During my first workshop in Shanghai, I was so inside my head, worrying about not being understood that I didn’t even feel like myself. Rather than the usual ease and flow of intuition and divine guidance, I felt a sort of disconnect and struggle in my teachings. When I arrived back to my hotel, I simply sat with it and meditated on my experience. After my meditation, I decided to let go of my small concerns about translating words, and just come into alignment with my purpose, trusting that the students would feel my intentions and that my presence would supersede my words.
I always say, “God knows my heart,” so why would this be any different?
The next day of workshops was a completely different experience. I was back in the flow, back in alignment, and tapped into pure joy and love. Because I was having much more fun teaching, my classes had more impact, and the students had more fun. Class attendance skyrocketed from that point on. The moment I got out of my head and into my heart, there was an ease and flow between myself, my interpreter, and the students.
Our true power lies in our ability to change our energy. We can put aside all our limited thoughts and belief systems and come into alignment with our authentic power. We need not rely on our words, but rather on our presence. If our presence doesn’t work, neither will our words.

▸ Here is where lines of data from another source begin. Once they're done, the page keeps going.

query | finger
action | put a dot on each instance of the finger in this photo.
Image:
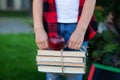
(76, 46)
(70, 44)
(44, 44)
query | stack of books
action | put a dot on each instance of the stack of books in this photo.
(73, 62)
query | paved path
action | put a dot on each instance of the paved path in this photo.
(14, 25)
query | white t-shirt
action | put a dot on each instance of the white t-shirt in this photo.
(67, 10)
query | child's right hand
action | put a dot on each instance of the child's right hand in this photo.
(41, 39)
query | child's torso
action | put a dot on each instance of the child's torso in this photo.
(67, 10)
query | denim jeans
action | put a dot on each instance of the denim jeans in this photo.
(65, 30)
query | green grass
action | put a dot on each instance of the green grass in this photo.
(17, 57)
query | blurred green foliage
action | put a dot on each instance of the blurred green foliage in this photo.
(105, 49)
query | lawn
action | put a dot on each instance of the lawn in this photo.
(17, 57)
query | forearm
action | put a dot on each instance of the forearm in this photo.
(38, 15)
(86, 15)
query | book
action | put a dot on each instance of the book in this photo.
(59, 64)
(54, 69)
(58, 53)
(59, 59)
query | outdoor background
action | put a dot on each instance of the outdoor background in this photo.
(17, 44)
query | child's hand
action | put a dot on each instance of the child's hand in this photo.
(41, 39)
(76, 40)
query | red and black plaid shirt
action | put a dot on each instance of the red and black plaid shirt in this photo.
(50, 19)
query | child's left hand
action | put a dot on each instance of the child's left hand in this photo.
(76, 39)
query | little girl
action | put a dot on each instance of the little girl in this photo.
(71, 19)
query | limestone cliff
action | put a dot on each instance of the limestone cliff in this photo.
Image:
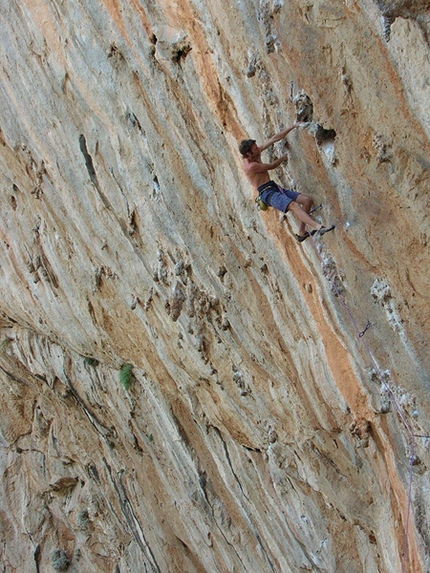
(184, 387)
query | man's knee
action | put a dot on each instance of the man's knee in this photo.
(293, 206)
(305, 200)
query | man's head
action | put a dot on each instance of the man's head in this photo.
(245, 146)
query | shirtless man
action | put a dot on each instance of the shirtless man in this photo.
(273, 195)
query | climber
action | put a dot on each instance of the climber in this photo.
(272, 194)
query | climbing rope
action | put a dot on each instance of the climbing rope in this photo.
(389, 392)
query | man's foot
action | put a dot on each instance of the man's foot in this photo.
(323, 230)
(301, 238)
(315, 209)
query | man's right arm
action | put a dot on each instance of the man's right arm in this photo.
(278, 136)
(263, 167)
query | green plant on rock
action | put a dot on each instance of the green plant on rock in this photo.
(126, 376)
(59, 560)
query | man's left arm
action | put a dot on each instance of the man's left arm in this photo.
(277, 137)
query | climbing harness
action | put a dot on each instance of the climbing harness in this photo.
(390, 394)
(261, 205)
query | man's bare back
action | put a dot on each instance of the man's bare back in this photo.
(256, 171)
(284, 200)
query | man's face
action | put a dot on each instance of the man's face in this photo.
(254, 153)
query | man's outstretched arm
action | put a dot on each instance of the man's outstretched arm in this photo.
(263, 167)
(277, 137)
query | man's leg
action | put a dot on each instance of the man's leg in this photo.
(302, 213)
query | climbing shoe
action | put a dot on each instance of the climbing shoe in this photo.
(323, 230)
(301, 238)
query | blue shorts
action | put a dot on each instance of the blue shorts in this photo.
(275, 196)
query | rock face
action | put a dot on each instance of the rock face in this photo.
(184, 387)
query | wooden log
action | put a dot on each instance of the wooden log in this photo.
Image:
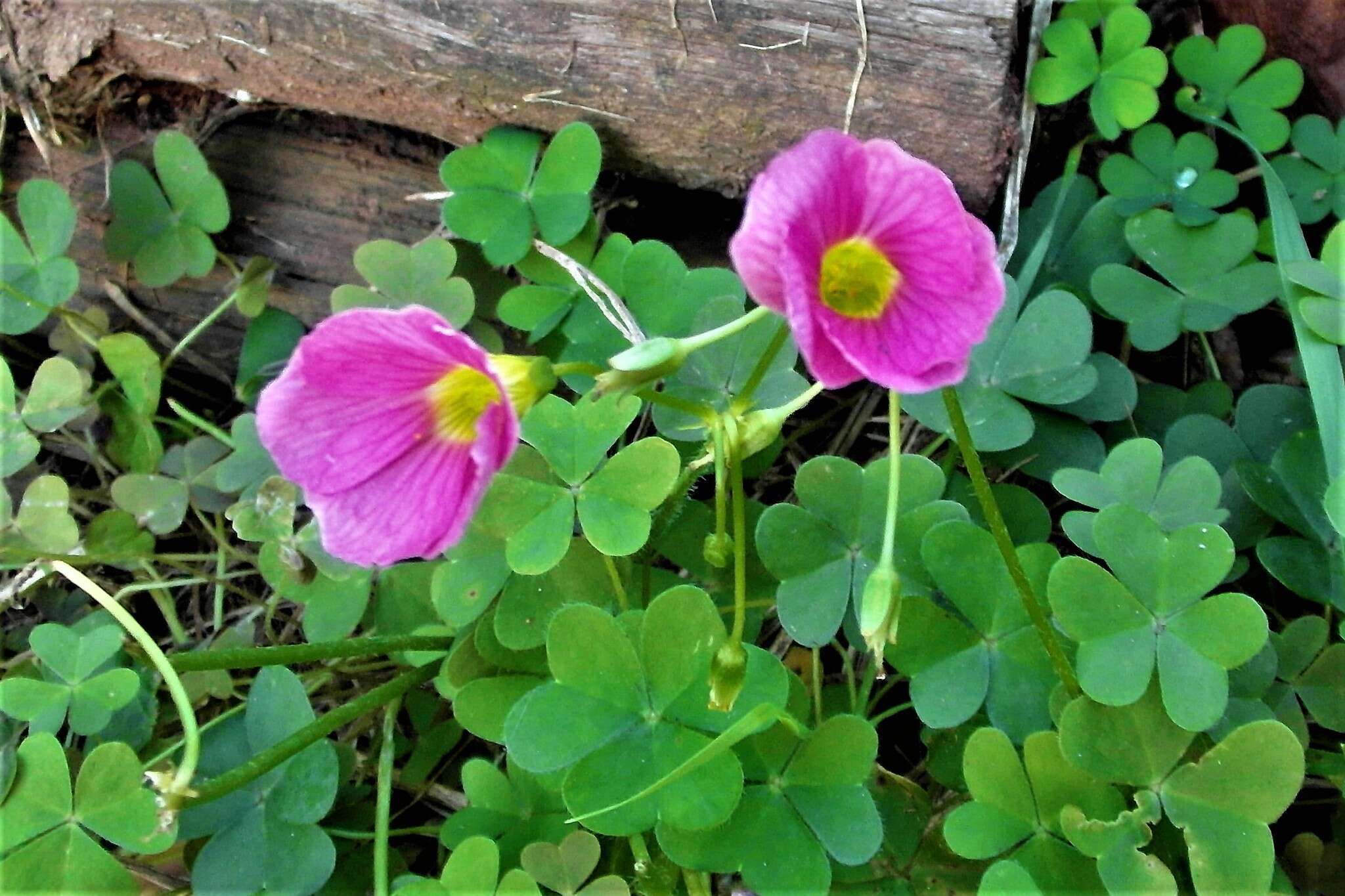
(701, 92)
(1310, 32)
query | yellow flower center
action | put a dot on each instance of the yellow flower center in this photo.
(857, 280)
(458, 399)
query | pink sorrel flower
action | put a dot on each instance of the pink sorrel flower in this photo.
(393, 422)
(870, 254)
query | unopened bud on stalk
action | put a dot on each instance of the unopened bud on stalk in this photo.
(880, 608)
(728, 671)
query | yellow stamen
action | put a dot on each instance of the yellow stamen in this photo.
(857, 280)
(458, 399)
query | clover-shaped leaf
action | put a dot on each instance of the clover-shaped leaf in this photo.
(163, 226)
(1133, 475)
(1152, 608)
(55, 396)
(984, 653)
(613, 503)
(35, 274)
(1040, 356)
(77, 676)
(500, 191)
(45, 829)
(18, 446)
(1290, 488)
(474, 868)
(716, 373)
(401, 276)
(1225, 802)
(1315, 175)
(1122, 77)
(565, 865)
(1017, 805)
(159, 503)
(43, 517)
(622, 717)
(1162, 171)
(824, 548)
(1207, 282)
(1223, 73)
(513, 809)
(805, 802)
(265, 836)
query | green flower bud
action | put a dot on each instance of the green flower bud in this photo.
(880, 608)
(728, 670)
(718, 550)
(642, 364)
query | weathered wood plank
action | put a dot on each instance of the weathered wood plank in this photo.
(690, 102)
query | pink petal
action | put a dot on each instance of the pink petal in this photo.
(422, 503)
(808, 181)
(351, 399)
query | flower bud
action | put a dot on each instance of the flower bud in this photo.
(718, 550)
(526, 379)
(880, 608)
(728, 671)
(642, 364)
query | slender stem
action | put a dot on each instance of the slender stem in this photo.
(740, 551)
(889, 523)
(738, 326)
(586, 368)
(618, 586)
(311, 734)
(287, 654)
(384, 802)
(744, 396)
(423, 830)
(816, 673)
(202, 326)
(997, 527)
(190, 733)
(1211, 362)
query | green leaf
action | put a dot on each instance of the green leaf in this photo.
(35, 274)
(1040, 356)
(1122, 77)
(401, 276)
(1224, 75)
(165, 237)
(1225, 802)
(159, 503)
(1207, 282)
(55, 396)
(613, 505)
(1164, 171)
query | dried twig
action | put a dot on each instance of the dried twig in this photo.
(860, 66)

Remember to get out of your way and let go of fear. When you feel yourself get caught up in your own craziness, allow the loving energy of the universe to guide you back into alignment. We can calibrate our energy and come back into alignment by meditating daily. Meditation strips away limitation, doubt, and fear. Our energy will tune in with the universe, and we become synchronized with the universal energy of love.
Here is a simple meditation practice that calms the sympathetic nervous system and shift us from “fight or flight” mode to comfort, where we trust that the universe is supporting us.

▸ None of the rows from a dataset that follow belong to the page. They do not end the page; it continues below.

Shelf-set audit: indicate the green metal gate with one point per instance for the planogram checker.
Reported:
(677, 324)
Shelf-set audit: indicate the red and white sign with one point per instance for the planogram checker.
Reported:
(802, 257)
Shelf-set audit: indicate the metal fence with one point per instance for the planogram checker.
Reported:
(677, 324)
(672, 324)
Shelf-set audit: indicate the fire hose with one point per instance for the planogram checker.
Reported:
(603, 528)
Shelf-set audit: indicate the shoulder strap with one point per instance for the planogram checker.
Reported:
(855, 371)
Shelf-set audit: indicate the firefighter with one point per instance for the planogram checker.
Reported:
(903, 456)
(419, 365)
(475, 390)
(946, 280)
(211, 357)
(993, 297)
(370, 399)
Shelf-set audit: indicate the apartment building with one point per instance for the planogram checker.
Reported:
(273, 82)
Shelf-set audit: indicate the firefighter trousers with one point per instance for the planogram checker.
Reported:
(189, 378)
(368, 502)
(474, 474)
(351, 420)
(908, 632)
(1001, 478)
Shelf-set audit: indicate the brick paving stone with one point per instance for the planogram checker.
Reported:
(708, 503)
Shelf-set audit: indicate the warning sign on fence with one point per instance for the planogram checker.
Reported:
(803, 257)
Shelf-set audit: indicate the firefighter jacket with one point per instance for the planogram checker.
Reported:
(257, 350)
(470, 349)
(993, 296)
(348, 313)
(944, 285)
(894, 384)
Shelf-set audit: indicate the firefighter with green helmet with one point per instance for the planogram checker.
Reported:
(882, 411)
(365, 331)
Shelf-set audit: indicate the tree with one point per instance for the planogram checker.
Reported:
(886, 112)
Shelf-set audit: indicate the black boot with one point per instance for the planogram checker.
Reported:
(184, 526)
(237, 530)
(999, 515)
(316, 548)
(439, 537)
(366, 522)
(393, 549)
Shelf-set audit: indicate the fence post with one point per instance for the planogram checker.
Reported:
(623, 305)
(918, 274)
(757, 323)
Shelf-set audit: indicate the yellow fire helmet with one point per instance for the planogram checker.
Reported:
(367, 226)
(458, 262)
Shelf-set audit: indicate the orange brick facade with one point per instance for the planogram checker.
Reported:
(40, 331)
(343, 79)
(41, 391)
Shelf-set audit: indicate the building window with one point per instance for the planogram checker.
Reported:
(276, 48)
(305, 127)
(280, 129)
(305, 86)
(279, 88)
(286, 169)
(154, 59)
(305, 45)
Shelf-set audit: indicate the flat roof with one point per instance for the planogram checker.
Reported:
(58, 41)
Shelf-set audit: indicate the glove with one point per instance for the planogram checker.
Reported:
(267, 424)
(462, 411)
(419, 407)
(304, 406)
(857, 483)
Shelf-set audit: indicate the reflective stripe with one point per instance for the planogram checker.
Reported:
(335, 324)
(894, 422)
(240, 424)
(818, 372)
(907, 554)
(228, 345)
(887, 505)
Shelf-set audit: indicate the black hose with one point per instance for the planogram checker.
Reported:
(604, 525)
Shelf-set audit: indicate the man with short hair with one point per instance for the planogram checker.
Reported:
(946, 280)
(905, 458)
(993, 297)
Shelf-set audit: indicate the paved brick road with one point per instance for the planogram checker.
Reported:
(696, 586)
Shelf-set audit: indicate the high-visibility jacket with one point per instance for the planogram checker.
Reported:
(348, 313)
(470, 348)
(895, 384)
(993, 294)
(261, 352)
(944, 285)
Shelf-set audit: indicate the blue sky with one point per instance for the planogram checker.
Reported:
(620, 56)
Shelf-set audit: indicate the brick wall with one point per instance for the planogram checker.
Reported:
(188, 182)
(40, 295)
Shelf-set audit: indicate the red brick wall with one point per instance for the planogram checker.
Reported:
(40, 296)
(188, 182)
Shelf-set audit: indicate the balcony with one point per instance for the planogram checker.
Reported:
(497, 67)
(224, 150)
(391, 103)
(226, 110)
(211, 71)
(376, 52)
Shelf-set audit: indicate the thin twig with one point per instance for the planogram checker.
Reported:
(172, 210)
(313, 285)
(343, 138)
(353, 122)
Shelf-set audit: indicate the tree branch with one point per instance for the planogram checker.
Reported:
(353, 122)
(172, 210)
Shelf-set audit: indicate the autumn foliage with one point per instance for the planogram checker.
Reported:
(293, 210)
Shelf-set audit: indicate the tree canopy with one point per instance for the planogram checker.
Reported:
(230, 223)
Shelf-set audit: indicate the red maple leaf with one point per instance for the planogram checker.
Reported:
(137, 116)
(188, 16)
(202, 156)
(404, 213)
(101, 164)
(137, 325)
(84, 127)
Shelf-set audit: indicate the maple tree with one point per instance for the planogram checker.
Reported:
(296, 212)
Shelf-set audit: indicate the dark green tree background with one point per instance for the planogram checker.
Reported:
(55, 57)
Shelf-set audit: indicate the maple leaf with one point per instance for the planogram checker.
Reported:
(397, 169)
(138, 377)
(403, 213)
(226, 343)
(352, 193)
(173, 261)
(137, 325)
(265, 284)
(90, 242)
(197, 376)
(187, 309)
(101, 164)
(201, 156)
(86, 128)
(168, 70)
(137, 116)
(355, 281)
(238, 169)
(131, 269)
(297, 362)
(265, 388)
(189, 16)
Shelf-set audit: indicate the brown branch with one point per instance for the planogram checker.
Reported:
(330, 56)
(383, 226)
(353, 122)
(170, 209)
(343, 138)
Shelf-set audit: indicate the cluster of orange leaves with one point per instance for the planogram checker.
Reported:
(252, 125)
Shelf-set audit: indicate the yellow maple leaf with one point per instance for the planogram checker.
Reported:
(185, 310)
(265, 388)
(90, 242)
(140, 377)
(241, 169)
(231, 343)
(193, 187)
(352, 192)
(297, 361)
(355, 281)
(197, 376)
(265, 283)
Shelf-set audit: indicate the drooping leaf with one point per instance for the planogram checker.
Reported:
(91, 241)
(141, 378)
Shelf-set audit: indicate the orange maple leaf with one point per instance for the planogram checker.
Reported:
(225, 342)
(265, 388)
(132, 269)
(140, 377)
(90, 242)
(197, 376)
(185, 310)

1. Sit comfortably, close your eyes, the backs of the hands should rest on your thighs or knees. Begin to tune into your breath, taking five to eight full inhalations and exhalations with a pause at the top (full of breath) and pause at the bottom of each complete exhalation.
2. Take five to eight sighing breaths. Deeply inhale and exhale an audible sigh that connects to the heart.
3. Take five to eight big yawns. The eyes may water—allow yourself to connect to that more empathetic energy flooding the body.
4. Next, briskly rub your hands together generating some heat and then place them over your eyes and face. Feel the healing powers of your own touch and allow that to soften the tension in the face.
5. Begin to massage the face with your hands, focusing on the jaw, jawline, base of the tongue, forehead, temples, and sinuses.
6. Release the backs of the hands onto the knees or thighs, with elbows softly bent in toward the waistline. The palms can be up or down. Gently press index fingers and thumbs together into Gyana or Chin Mudra. With your eyes closed, bring your awareness to your third eye point, in between the eyebrows, and fix your mind there. Yogis believe that when we bring our awareness to the third eye, we stimulate the pineal gland. The pineal gland is directly connected to insight, intuition, and spiritual discernment.
7. Sit in meditation for five minutes or as long as you’d like to. When the mind wanders, simply acknowledge it, and without judging or clinging, simply return your awareness back to the third eye point. If the mind wanders 100 times, then 100 times, return back to the third eye.
8. Close out your meditation with a simple prayer, chant (Om Shanti, Shanti, Shanti), or offering of thanks and gratitude.